Transcribe Offline is an open‑source desktop application for on‑device transcription with speaker diarisation (assigning who said what) and word‑level alignment for crisp subtitles. It also includes local LLM helpers for summarisation, translation, and light editing — all without sending audio to remote servers by default.
Designed to be local‑first. However, no software can guarantee absolute privacy or security. Please consider your threat model and institutional policies before processing sensitive material.
- Offline by default. Process recordings on your own machine — no accounts or routine uploads.
- Predictable costs. Open source and free to use — no per‑minute API bills; compute runs on your CPU/GPU.
- Research‑friendly. Reproducible settings and versioned models help you document methods for scholarly work.
- Flexible exports.
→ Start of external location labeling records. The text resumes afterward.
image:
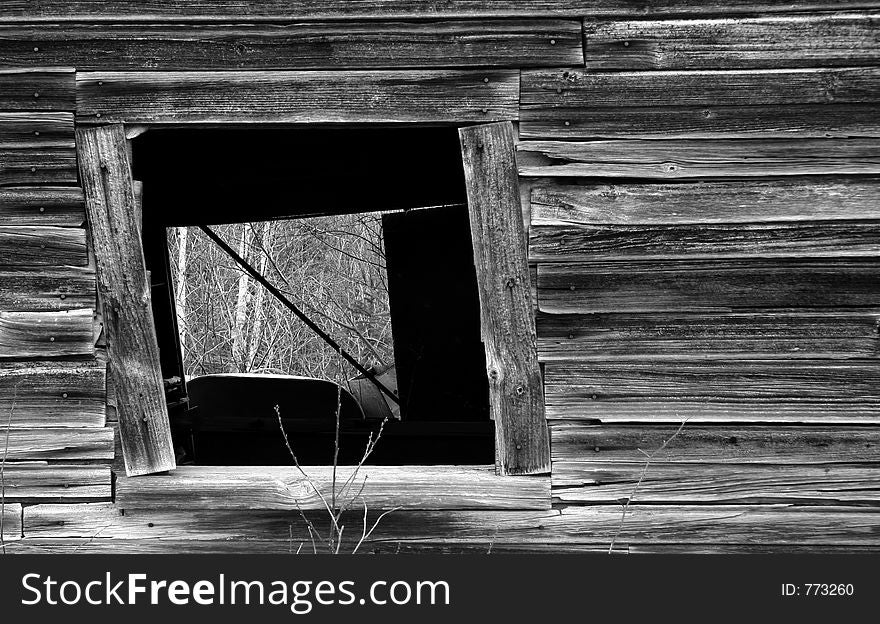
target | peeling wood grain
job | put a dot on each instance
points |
(331, 45)
(29, 482)
(426, 96)
(33, 246)
(819, 40)
(60, 444)
(125, 300)
(38, 390)
(42, 205)
(282, 488)
(37, 89)
(676, 336)
(507, 321)
(770, 121)
(12, 522)
(710, 285)
(707, 203)
(569, 529)
(241, 10)
(585, 441)
(35, 290)
(682, 159)
(666, 482)
(46, 334)
(36, 148)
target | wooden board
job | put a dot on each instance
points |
(33, 394)
(586, 442)
(283, 488)
(64, 288)
(64, 444)
(680, 158)
(37, 89)
(353, 45)
(46, 334)
(41, 205)
(34, 246)
(298, 97)
(37, 148)
(672, 336)
(36, 481)
(670, 482)
(721, 286)
(125, 300)
(12, 521)
(768, 121)
(707, 203)
(582, 243)
(568, 529)
(507, 318)
(165, 10)
(715, 391)
(819, 40)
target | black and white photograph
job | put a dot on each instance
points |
(505, 284)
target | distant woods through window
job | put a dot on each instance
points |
(332, 267)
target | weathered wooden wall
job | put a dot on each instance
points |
(702, 181)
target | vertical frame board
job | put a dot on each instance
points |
(507, 318)
(125, 298)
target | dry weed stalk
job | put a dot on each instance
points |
(649, 458)
(340, 499)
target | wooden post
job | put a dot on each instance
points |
(506, 313)
(125, 299)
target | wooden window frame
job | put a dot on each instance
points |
(507, 327)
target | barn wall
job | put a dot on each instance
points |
(702, 188)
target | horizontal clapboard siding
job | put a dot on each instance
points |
(700, 286)
(42, 246)
(42, 205)
(586, 442)
(714, 391)
(823, 40)
(673, 336)
(706, 203)
(569, 529)
(709, 103)
(12, 520)
(37, 89)
(35, 481)
(241, 10)
(352, 45)
(46, 334)
(708, 158)
(274, 487)
(36, 148)
(46, 394)
(65, 288)
(65, 444)
(298, 97)
(669, 482)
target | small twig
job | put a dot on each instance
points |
(639, 482)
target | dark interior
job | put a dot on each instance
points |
(193, 177)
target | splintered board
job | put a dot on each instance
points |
(426, 96)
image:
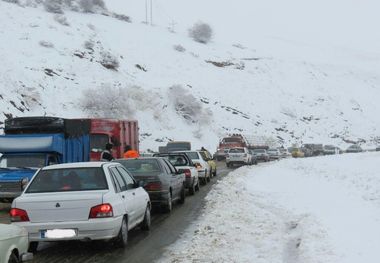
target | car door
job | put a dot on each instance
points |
(176, 179)
(139, 194)
(127, 196)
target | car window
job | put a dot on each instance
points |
(236, 150)
(129, 180)
(141, 166)
(119, 179)
(69, 179)
(172, 170)
(115, 184)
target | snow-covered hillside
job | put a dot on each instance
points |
(267, 71)
(323, 209)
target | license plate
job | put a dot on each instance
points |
(58, 233)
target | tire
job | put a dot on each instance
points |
(145, 224)
(13, 258)
(169, 204)
(33, 247)
(122, 238)
(183, 195)
(197, 187)
(192, 189)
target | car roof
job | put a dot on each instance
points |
(75, 165)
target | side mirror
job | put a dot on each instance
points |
(140, 183)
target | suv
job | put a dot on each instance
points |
(238, 155)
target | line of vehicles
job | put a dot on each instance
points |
(57, 194)
(236, 149)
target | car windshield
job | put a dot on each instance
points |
(177, 160)
(69, 179)
(192, 155)
(36, 160)
(236, 150)
(98, 142)
(139, 167)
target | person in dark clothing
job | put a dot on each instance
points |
(106, 154)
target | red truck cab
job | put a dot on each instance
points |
(118, 132)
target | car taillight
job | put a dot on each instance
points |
(153, 186)
(101, 211)
(198, 165)
(18, 215)
(187, 172)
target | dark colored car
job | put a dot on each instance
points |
(184, 164)
(161, 180)
(354, 149)
(261, 154)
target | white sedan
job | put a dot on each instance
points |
(13, 244)
(81, 201)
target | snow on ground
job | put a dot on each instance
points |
(279, 83)
(324, 209)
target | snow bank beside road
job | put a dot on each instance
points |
(323, 209)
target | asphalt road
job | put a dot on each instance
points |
(142, 246)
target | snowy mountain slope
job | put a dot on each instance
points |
(323, 209)
(291, 90)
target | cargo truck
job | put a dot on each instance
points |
(30, 143)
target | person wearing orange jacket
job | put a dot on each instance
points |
(130, 153)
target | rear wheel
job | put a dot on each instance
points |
(33, 247)
(198, 185)
(122, 239)
(192, 189)
(182, 196)
(145, 224)
(169, 204)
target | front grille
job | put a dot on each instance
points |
(10, 187)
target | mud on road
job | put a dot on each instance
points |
(142, 246)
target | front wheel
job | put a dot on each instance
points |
(122, 238)
(33, 247)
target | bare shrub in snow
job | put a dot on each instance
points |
(109, 61)
(189, 107)
(89, 44)
(201, 32)
(106, 102)
(92, 6)
(61, 19)
(53, 6)
(122, 17)
(11, 1)
(179, 48)
(46, 44)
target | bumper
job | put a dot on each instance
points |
(158, 197)
(202, 174)
(189, 182)
(92, 229)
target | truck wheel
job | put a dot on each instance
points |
(122, 238)
(13, 258)
(33, 247)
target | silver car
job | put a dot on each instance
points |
(81, 201)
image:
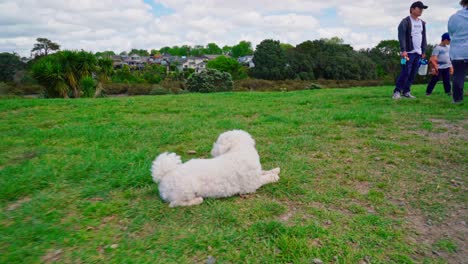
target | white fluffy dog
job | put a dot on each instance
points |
(234, 169)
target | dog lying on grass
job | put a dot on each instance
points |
(234, 169)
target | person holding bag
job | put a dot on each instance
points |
(441, 66)
(458, 30)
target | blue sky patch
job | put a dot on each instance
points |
(158, 9)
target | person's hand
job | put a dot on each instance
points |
(404, 54)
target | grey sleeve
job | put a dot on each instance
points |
(402, 28)
(424, 42)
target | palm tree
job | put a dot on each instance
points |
(62, 72)
(49, 73)
(103, 72)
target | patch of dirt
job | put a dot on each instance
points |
(362, 187)
(449, 130)
(52, 256)
(428, 233)
(17, 204)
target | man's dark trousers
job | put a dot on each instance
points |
(408, 73)
(445, 74)
(460, 68)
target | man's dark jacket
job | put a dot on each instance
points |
(404, 35)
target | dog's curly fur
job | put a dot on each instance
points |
(234, 169)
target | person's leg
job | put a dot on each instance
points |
(413, 66)
(459, 72)
(432, 83)
(446, 79)
(402, 78)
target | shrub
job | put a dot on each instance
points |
(139, 89)
(87, 86)
(20, 89)
(115, 88)
(159, 90)
(209, 81)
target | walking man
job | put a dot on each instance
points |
(441, 66)
(413, 43)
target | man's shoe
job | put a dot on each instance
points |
(408, 95)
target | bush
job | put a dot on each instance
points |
(87, 86)
(115, 88)
(139, 89)
(20, 89)
(269, 85)
(173, 85)
(209, 81)
(159, 90)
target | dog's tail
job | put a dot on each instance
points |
(163, 164)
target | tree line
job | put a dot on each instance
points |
(81, 73)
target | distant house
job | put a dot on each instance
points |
(212, 57)
(117, 61)
(196, 63)
(246, 60)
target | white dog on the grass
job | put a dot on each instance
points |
(234, 169)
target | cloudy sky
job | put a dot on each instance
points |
(120, 25)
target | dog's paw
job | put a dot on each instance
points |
(276, 170)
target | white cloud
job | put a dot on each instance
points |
(125, 24)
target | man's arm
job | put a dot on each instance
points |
(402, 28)
(424, 42)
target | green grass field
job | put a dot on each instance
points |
(364, 179)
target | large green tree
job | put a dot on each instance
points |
(61, 72)
(213, 49)
(330, 59)
(10, 64)
(244, 48)
(104, 54)
(140, 52)
(44, 46)
(229, 65)
(270, 61)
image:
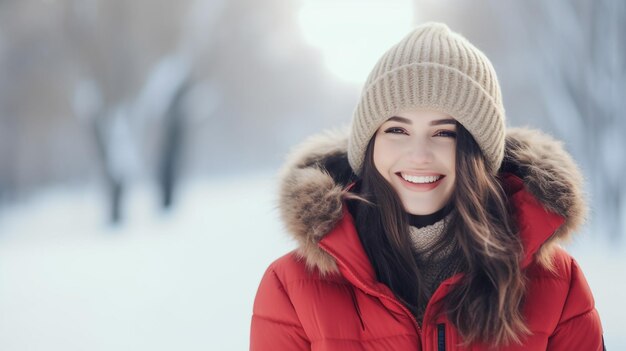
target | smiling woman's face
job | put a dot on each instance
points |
(415, 151)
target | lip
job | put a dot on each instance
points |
(420, 187)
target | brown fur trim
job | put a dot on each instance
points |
(551, 175)
(310, 199)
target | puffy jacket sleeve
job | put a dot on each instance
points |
(579, 327)
(275, 324)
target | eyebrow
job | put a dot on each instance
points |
(436, 122)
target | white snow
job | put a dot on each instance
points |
(180, 280)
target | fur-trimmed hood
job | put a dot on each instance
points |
(314, 178)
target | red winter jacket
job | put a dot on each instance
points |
(324, 295)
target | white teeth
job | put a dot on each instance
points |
(420, 179)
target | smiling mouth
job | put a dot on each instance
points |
(420, 179)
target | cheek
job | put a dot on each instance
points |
(380, 161)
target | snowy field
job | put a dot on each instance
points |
(181, 280)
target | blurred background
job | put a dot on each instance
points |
(140, 141)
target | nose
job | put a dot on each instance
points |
(420, 152)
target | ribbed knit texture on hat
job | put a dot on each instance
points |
(432, 68)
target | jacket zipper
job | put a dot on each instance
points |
(441, 337)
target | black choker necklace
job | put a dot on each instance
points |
(421, 221)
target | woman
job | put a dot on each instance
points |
(430, 226)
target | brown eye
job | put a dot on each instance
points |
(395, 130)
(446, 133)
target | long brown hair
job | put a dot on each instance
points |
(486, 305)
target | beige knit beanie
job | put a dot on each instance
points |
(432, 68)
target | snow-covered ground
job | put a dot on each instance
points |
(181, 280)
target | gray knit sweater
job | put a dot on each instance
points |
(434, 266)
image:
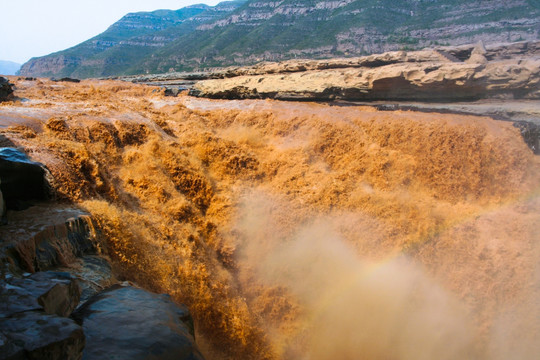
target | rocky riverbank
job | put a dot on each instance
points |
(288, 227)
(59, 296)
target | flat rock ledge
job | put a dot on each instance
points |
(454, 74)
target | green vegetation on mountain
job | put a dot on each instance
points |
(245, 32)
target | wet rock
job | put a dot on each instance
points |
(54, 293)
(94, 274)
(6, 89)
(36, 335)
(22, 180)
(55, 245)
(134, 324)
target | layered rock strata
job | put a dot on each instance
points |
(429, 75)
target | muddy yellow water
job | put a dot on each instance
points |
(303, 231)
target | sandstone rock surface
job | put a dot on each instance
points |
(6, 89)
(427, 75)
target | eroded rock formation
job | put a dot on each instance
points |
(429, 75)
(6, 89)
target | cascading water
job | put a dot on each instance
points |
(305, 231)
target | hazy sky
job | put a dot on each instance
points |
(30, 28)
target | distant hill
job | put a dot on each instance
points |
(8, 67)
(248, 31)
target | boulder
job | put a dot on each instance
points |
(531, 134)
(134, 324)
(94, 274)
(54, 293)
(22, 180)
(6, 89)
(33, 317)
(36, 335)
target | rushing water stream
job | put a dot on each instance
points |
(301, 230)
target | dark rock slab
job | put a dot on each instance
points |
(531, 134)
(94, 274)
(36, 335)
(66, 79)
(22, 180)
(55, 293)
(6, 89)
(29, 242)
(130, 323)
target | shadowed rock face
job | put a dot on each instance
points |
(35, 335)
(23, 180)
(5, 89)
(134, 324)
(33, 317)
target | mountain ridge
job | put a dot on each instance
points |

Clean transcripts, subtitles, and data‑friendly formats that drop into existing workflows.
Built on OpenAI Whisper, producing robust, punctuated transcripts across diverse accents and domains.
WhisperX and open‑source audio‑labelling pipelines refine timestamps down to each word, enabling:
- Frame‑accurate SRT/VTT with natural line breaks
- Click‑to‑play navigation (double‑click a line to jump audio)
- Playback‑synced highlighting that follows words in real time
pyannote separates speakers and assigns consistent labels, producing:
- Speaker‑attributed paragraphs (Speaker 01/02/…)
- When alignment is available, speaker labels at the word level (excellent for subtitles)
Run a small local LLM (Qwen 3) for:
- Summaries of long sessions
- Draft translations (quality varies by language)
- Grammar and punctuation clean‑ups
- Custom prompts to “talk to your transcript” for outlines, show notes, or action lists
- Readable transcripts TXT with timestamps and Speaker 01/02 labels
- Subtitles: SRT / VTT
- Data‑friendly formats: CSV / JSON for analysis and search
- Editor quality‑of‑life: playback‑synced highlighting; double‑click any line to jump; edits autosave alongside your audio
Researchers, lecturers, and professional practitioners who need dependable, local transcription:
- Qualitative & ethnographic research: interviews, focus groups, field recordings
- Lecture capture & seminars: searchable notes and teaching materials
- Media & podcasts: subtitle passes and episode notes
- Linguistics & HCI: fine‑grained timing for annotation workflows
- Transcription: Whisper models
- Alignment: WhisperX + open‑source audio labelling for word‑level timings (English)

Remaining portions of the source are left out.